LA FACTURA

 

 Artículo de Ignacio Camacho en “ABC” del 08.02.06

 

 Por su interés y relevancia he seleccionado el artículo que sigue para incluirlo en este sitio web.

 

La cuestión decisiva del horizonte vasco no reside en la posibilidad de que Henri Parot, el arrogante rey del coche bomba, el inicuo carnicero mayor del Reino, el verdugo orgulloso de 82 inocentes, pueda salir de la cárcel con 4.760 años de condena pendientes de cumplimiento. Tampoco en que Conde-Pumpido, la longa manus de Zapatero en el sistema judicial, sea tan sectario y obediente como todos sus antecesores. La cuestión es si la sociedad española está o no dispuesta a aceptar una paz que deje desamparadas a las víctimas, orilladas en el lado sombrío de la euforia.

Sabemos desde Kant que la paz es el bien supremo, pero ha de ser una paz justa, moralmente reparadora de los males de la lucha. El presidente del Gobierno ha diseñado una paz que se parece demasiado a una rendición en la medida en que los causantes del mal pueden resultar premiados con la única condición de dejar de hacerlo, mientras los que han sufrido la amargura del dolor no tengan otra recompensa que el silencio.

La «guerra» terrorista la iba ganando el Estado, pero esa victoria requería paciencia y sufrimiento, tenacidad y entereza, y carecía de una escenografía políticamente rentable. Zapatero, que apoyaba esa estrategia desde la oposición, quiere ahora una foto-finish con la que pasar a la Historia, y parece dispuesto a cambiar las reglas del juego. Poco a poco vamos conociendo, o intuyendo, las condiciones del armisticio: Batasuna volverá de un modo u otro a la política y los presos de ETA encontrarán resquicios por los que filtrarse hacia la libertad.

Lo que no se sabe es qué va a ocurrir con las víctimas. O sí se sabe: quizá tengan, como la viuda de Barreto en Azcoitia, que cruzarse por la calle con sus verdugos y agachar la cabeza. El mensaje que reciben de los hechos es que después de haber puesto los muertos tendrán que volver a sacrificarse sin obtener siquiera la reparación de la justicia. Lo que queda pendiente es saber si la sociedad española aceptará esa ignominia a cambio de ver despejada la amenaza del terror.

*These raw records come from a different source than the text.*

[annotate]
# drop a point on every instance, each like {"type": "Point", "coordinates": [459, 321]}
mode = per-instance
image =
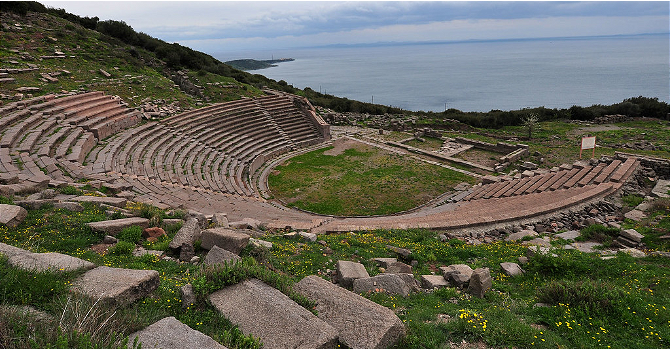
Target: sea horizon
{"type": "Point", "coordinates": [481, 75]}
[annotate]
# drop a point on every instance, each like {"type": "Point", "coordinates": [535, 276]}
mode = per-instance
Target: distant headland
{"type": "Point", "coordinates": [251, 64]}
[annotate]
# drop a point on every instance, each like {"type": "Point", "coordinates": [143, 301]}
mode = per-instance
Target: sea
{"type": "Point", "coordinates": [481, 75]}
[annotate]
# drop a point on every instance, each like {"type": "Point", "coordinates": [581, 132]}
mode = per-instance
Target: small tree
{"type": "Point", "coordinates": [531, 122]}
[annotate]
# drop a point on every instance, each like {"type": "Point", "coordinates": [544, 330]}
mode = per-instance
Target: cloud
{"type": "Point", "coordinates": [204, 25]}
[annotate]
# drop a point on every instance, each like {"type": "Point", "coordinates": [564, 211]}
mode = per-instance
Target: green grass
{"type": "Point", "coordinates": [589, 302]}
{"type": "Point", "coordinates": [359, 181]}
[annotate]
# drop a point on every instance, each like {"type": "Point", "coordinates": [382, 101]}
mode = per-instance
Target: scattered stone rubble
{"type": "Point", "coordinates": [337, 301]}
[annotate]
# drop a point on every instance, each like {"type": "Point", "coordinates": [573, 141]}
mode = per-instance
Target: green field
{"type": "Point", "coordinates": [362, 180]}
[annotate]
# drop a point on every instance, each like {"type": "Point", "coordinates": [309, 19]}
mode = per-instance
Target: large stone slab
{"type": "Point", "coordinates": [113, 201]}
{"type": "Point", "coordinates": [218, 255]}
{"type": "Point", "coordinates": [278, 321]}
{"type": "Point", "coordinates": [56, 262]}
{"type": "Point", "coordinates": [391, 283]}
{"type": "Point", "coordinates": [188, 233]}
{"type": "Point", "coordinates": [433, 281]}
{"type": "Point", "coordinates": [511, 269]}
{"type": "Point", "coordinates": [12, 215]}
{"type": "Point", "coordinates": [517, 236]}
{"type": "Point", "coordinates": [633, 235]}
{"type": "Point", "coordinates": [114, 227]}
{"type": "Point", "coordinates": [480, 282]}
{"type": "Point", "coordinates": [458, 275]}
{"type": "Point", "coordinates": [349, 271]}
{"type": "Point", "coordinates": [662, 189]}
{"type": "Point", "coordinates": [227, 239]}
{"type": "Point", "coordinates": [169, 333]}
{"type": "Point", "coordinates": [116, 285]}
{"type": "Point", "coordinates": [361, 323]}
{"type": "Point", "coordinates": [568, 235]}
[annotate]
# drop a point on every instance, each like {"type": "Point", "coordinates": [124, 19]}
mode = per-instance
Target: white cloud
{"type": "Point", "coordinates": [211, 25]}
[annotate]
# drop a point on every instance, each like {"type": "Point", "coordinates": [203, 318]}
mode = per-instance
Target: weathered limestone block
{"type": "Point", "coordinates": [170, 333]}
{"type": "Point", "coordinates": [113, 201]}
{"type": "Point", "coordinates": [391, 283]}
{"type": "Point", "coordinates": [361, 323]}
{"type": "Point", "coordinates": [511, 269]}
{"type": "Point", "coordinates": [480, 282]}
{"type": "Point", "coordinates": [517, 236]}
{"type": "Point", "coordinates": [398, 267]}
{"type": "Point", "coordinates": [457, 275]}
{"type": "Point", "coordinates": [385, 262]}
{"type": "Point", "coordinates": [278, 321]}
{"type": "Point", "coordinates": [348, 271]}
{"type": "Point", "coordinates": [188, 233]}
{"type": "Point", "coordinates": [55, 262]}
{"type": "Point", "coordinates": [632, 235]}
{"type": "Point", "coordinates": [568, 235]}
{"type": "Point", "coordinates": [12, 215]}
{"type": "Point", "coordinates": [220, 220]}
{"type": "Point", "coordinates": [227, 239]}
{"type": "Point", "coordinates": [116, 285]}
{"type": "Point", "coordinates": [433, 281]}
{"type": "Point", "coordinates": [218, 255]}
{"type": "Point", "coordinates": [114, 227]}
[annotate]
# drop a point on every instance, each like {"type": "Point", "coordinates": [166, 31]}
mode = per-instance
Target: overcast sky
{"type": "Point", "coordinates": [238, 26]}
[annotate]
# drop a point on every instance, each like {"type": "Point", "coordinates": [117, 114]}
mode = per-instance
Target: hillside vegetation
{"type": "Point", "coordinates": [567, 299]}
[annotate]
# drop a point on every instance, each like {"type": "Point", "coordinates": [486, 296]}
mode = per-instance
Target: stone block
{"type": "Point", "coordinates": [12, 215]}
{"type": "Point", "coordinates": [170, 333]}
{"type": "Point", "coordinates": [568, 235]}
{"type": "Point", "coordinates": [113, 227]}
{"type": "Point", "coordinates": [188, 233]}
{"type": "Point", "coordinates": [457, 275]}
{"type": "Point", "coordinates": [116, 285]}
{"type": "Point", "coordinates": [55, 262]}
{"type": "Point", "coordinates": [384, 262]}
{"type": "Point", "coordinates": [480, 282]}
{"type": "Point", "coordinates": [433, 281]}
{"type": "Point", "coordinates": [632, 235]}
{"type": "Point", "coordinates": [511, 269]}
{"type": "Point", "coordinates": [361, 323]}
{"type": "Point", "coordinates": [227, 239]}
{"type": "Point", "coordinates": [113, 201]}
{"type": "Point", "coordinates": [279, 322]}
{"type": "Point", "coordinates": [517, 236]}
{"type": "Point", "coordinates": [398, 267]}
{"type": "Point", "coordinates": [389, 283]}
{"type": "Point", "coordinates": [217, 255]}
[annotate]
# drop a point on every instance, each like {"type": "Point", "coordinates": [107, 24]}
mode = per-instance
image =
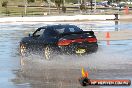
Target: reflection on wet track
{"type": "Point", "coordinates": [110, 62]}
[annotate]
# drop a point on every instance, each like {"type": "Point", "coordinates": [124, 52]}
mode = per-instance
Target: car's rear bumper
{"type": "Point", "coordinates": [78, 48]}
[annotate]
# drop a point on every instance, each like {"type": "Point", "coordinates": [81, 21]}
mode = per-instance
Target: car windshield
{"type": "Point", "coordinates": [67, 28]}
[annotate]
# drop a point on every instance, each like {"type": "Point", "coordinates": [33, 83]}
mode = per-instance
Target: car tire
{"type": "Point", "coordinates": [48, 52]}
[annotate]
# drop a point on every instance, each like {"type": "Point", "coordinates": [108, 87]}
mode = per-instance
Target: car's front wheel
{"type": "Point", "coordinates": [48, 52]}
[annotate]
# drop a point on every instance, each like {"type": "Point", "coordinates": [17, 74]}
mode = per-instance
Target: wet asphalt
{"type": "Point", "coordinates": [113, 61]}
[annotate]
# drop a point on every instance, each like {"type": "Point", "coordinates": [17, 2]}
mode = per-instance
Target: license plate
{"type": "Point", "coordinates": [80, 51]}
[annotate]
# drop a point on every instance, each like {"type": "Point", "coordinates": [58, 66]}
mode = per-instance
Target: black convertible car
{"type": "Point", "coordinates": [57, 39]}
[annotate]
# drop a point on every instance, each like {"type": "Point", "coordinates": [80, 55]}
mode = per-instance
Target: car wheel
{"type": "Point", "coordinates": [22, 49]}
{"type": "Point", "coordinates": [48, 52]}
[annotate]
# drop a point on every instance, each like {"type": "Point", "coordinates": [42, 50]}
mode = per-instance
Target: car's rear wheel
{"type": "Point", "coordinates": [48, 52]}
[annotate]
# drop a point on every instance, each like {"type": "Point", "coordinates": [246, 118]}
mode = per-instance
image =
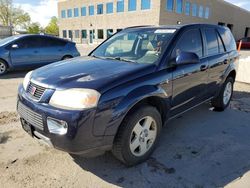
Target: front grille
{"type": "Point", "coordinates": [39, 90]}
{"type": "Point", "coordinates": [30, 116]}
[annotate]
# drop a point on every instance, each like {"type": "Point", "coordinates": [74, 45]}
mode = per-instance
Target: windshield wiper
{"type": "Point", "coordinates": [120, 59]}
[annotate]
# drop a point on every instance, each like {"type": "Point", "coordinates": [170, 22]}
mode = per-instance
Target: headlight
{"type": "Point", "coordinates": [26, 80]}
{"type": "Point", "coordinates": [75, 99]}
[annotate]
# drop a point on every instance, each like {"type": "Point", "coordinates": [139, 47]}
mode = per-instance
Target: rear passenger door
{"type": "Point", "coordinates": [217, 58]}
{"type": "Point", "coordinates": [189, 81]}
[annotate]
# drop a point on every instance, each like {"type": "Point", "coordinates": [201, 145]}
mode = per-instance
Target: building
{"type": "Point", "coordinates": [92, 21]}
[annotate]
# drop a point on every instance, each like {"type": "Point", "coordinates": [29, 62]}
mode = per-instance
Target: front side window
{"type": "Point", "coordinates": [194, 10]}
{"type": "Point", "coordinates": [187, 8]}
{"type": "Point", "coordinates": [145, 4]}
{"type": "Point", "coordinates": [212, 42]}
{"type": "Point", "coordinates": [64, 34]}
{"type": "Point", "coordinates": [179, 5]}
{"type": "Point", "coordinates": [109, 8]}
{"type": "Point", "coordinates": [131, 5]}
{"type": "Point", "coordinates": [76, 12]}
{"type": "Point", "coordinates": [140, 46]}
{"type": "Point", "coordinates": [84, 34]}
{"type": "Point", "coordinates": [201, 11]}
{"type": "Point", "coordinates": [83, 11]}
{"type": "Point", "coordinates": [120, 6]}
{"type": "Point", "coordinates": [91, 10]}
{"type": "Point", "coordinates": [190, 41]}
{"type": "Point", "coordinates": [63, 14]}
{"type": "Point", "coordinates": [100, 9]}
{"type": "Point", "coordinates": [170, 5]}
{"type": "Point", "coordinates": [69, 13]}
{"type": "Point", "coordinates": [207, 12]}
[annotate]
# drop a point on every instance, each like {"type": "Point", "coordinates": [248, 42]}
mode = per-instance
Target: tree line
{"type": "Point", "coordinates": [17, 18]}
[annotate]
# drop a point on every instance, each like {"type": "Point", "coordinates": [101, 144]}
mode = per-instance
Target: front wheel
{"type": "Point", "coordinates": [138, 135]}
{"type": "Point", "coordinates": [221, 102]}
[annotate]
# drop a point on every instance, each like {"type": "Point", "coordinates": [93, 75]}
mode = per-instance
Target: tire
{"type": "Point", "coordinates": [221, 102]}
{"type": "Point", "coordinates": [66, 57]}
{"type": "Point", "coordinates": [3, 67]}
{"type": "Point", "coordinates": [134, 131]}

Zapatero parece convencido de que sí, de que después de las manifestaciones y las protestas se impondrá la fuerza del pragmatismo en una ciudadanía acomodada y refractaria a los compromisos de firmeza. Y puede que no esté equivocado.

Pero también puede que sí lo esté. Que los años de plomo hayan marcado la conciencia colectiva con una cierta rebeldía moral. Que la gente no trague ante la perspectiva de ver a los asesinos en la calle y a sus cómplices en el Parlamento y en las instituciones. Que la herida sea demasiado profunda para cicatrizar en una foto. No vamos a tardar mucho en comprobarlo porque el presidente traslada a quien le quiere oír que tiene el salón dispuesto y la orquesta a punto para empezar su peligroso baile con los lobos. De momento ha ganado una baza poco perceptible: de proclamar que nadie pagaría un precio por la paz, hemos pasado casi sin darnos cuenta a discutir la factura.